The first two grounds urged for reversal will be considered together. Appellee and her husband could not testify concerning the contract. KRS 421.210(2). The Campion attorney testified fully concerning the circumstances prior to the agreement and the details of it. The Lexington attorney corroborated the details of the contract from what Bell had told him. Another Lexington attorney testified to the execution of the first will. A stenographer testified concerning the preparation and execution of the various papers concerned. The agreement was further proved by the note, deed, escrow agreement, lis pendens notice, and a copy of the first will.

An examination of the two proposals made by Bell shows that $12,000 was the value fixed on the farm, with certain reservations, while the additional $3,000 was the consideration for the promise of the testator to include Mary Susan Elkins in his will. The second proposal was accepted, and the $15,000 note was delivered to Bell as the consideration for the agreement as a whole.

A person is generally free to contract to leave property by a will to a particular person. An oral agreement based upon an adequate consideration to bequeath a share or all of an estate consisting of personalty is valid. The contract in question concerns personal property only, since there was a completed transfer of the farm. [608]*608Such a contract does not come within the statute of frauds. The proof of such a contract is to be weighed carefully and must be clear, convincing, and positive. Finn v. Finn’s Adm’r, Ky., 244 S.W.2d 435, and cases collected therein; 49 Am.Jur., Statute of Frauds, Section 216, page 541, The facts of this case, as proved, bring it within the rule of the Finn case. The proof here is of the required caliber and establishes an enforceable contract.

It is contended that the qualification of appellee as executrix was an election to take under the second will, which was inconsistent with her claim for breach of the contract to devise. The appellee, as executrix, administered the estate but was not a named beneficiary under the will probated.

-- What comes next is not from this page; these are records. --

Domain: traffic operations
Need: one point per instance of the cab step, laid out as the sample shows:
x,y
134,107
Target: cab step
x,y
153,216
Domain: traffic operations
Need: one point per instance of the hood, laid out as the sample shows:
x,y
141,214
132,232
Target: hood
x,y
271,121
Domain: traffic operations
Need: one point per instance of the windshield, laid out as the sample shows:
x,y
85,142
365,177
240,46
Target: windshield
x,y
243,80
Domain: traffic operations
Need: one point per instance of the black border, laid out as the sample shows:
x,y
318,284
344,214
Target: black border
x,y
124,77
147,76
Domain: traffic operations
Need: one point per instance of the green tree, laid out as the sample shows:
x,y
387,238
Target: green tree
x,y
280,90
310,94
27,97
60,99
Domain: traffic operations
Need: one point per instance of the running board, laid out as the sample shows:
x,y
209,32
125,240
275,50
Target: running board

The qualification and action as executrix were not inconsistent with her claim for damages against the estate growing out of the breach of the contract to devise. In this respect, she was in the same position as any other creditor or claimant against the estate. The appointment of a creditor as administrator is authorized. KRS 395.040. As between strangers to the estate, the appointment of a creditor is preferred. Bennett v. Bennett’s Adm’r, 134 Ky. 444, 120 S.W. 372. Likewise, a creditor may be appointed as administrator with the will annexed. KRS 395.050.

The right of a personal representative of an estate to pay to one’s self a well-founded and reasonable personal claim based on contract has been recognized. Bailey’s Adm’r v. Hampton Grocery Co., 189 Ky. 261, 224 S.W. 1067; Dockins v. Vass, Ky., 124 S.W. 290; Saunders’ Heirs v. Saunders’ Ex'rs, 2 Litt. 314, 12 Ky. 314. See Annotation, 144 A.L.R. 940.